Potential for biological denitrification of fertilizer nitrogen in sugarcane soils

Abstract

Nitrogen (N) fertilizer is being lost from sugarcane soils following application to the crop. This study was conducted to estimate the quantity of N being lost from the soil through biological denitrification and to determine the proportion of gaseous N being emitted either as N2O or as N2. Field studies were conducted on four different soils (humic gley, alluvial massive earth, red earth and gleyed podzolic), and on different crop management systems, by installing plastic (PVC) cylinders (23.5 cm diam., 25 cm long) in the soil to a depth of 20 cm beside the plant row in a ratoon sugarcane crop. 15N-labelled KNO3 was applied as a band across each cylinder to a depth of 2.5 cm at a rate of 160 kg N/ha. After rainfall or irrigation, the cylinders were capped for 3 h intervals and gas in the headspace sampled in the morning and afternoon, for up to 4 days. Denitrification losses from the humic gley ranged from 247 g N/ha.day for cultivated plots to 1673 g N/ha.day for no-till plots. Over the sampling period, this was equivalent to 3.2% and 19.7% of the N applied, respectively. Nitrous oxide accounted for 46% to 78% of the total N lost. For the alluvial, massive earth and the red earth and gleyed podzolic, losses over the sampling period ranged from 25 to 117 g N/h.day and represented <1% of the N applied. Recovery of 15N in the soil ranged from 67% at the first sampling on the red earth soil to 4.9% at the third sampling on the alluvial, massive earth soil. In a glasshouse study, intact soil cores (23.5 cm diam., 20 cm long), taken from the humic gley and the alluvial, massive earth, were waterlogged after band application of 15N-labelled KNO3 at a rate of 160 kg N/ha.
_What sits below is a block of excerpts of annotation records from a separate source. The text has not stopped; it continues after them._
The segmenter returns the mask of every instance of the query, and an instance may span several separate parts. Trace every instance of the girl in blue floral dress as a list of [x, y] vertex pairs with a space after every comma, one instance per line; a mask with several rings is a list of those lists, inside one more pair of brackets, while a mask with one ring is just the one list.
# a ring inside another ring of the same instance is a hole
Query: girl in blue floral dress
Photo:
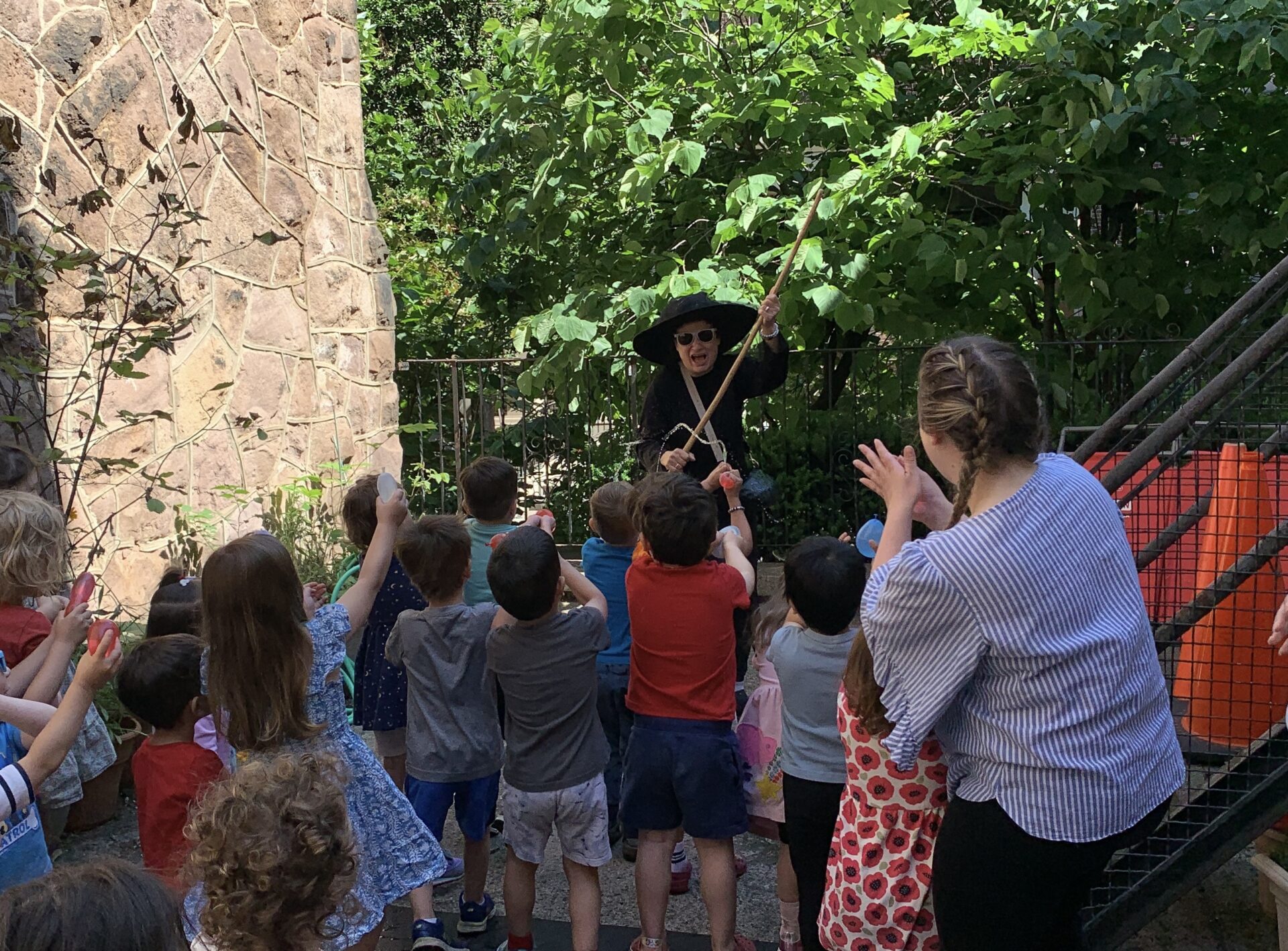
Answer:
[[[377, 526], [358, 580], [307, 620], [290, 553], [267, 532], [215, 552], [202, 572], [201, 617], [209, 644], [207, 695], [227, 716], [237, 758], [291, 750], [339, 755], [349, 772], [345, 799], [358, 843], [358, 880], [328, 924], [326, 951], [374, 948], [385, 907], [410, 894], [413, 945], [459, 948], [434, 916], [430, 884], [446, 867], [438, 843], [416, 818], [375, 754], [349, 727], [340, 665], [389, 570], [394, 535], [407, 517], [402, 491], [376, 504]], [[205, 897], [185, 902], [189, 937], [201, 930]]]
Gas samples from the headspace were taken after 3 h, and then morning and afternoon for the next 14 days. Denitrification losses ranged from 13.2 to 38.6% of N applied with the majority of gaseous N loss occurring as N2. Total recoveries after 14 days, including the evolved gases, ranged from 68.7 to 88.2%. We conclude that denitrification is a major cause of fertilizer N loss from fine-textured soils, with nitrous oxide the major gaseous N product when soil nitrate concentrations are high.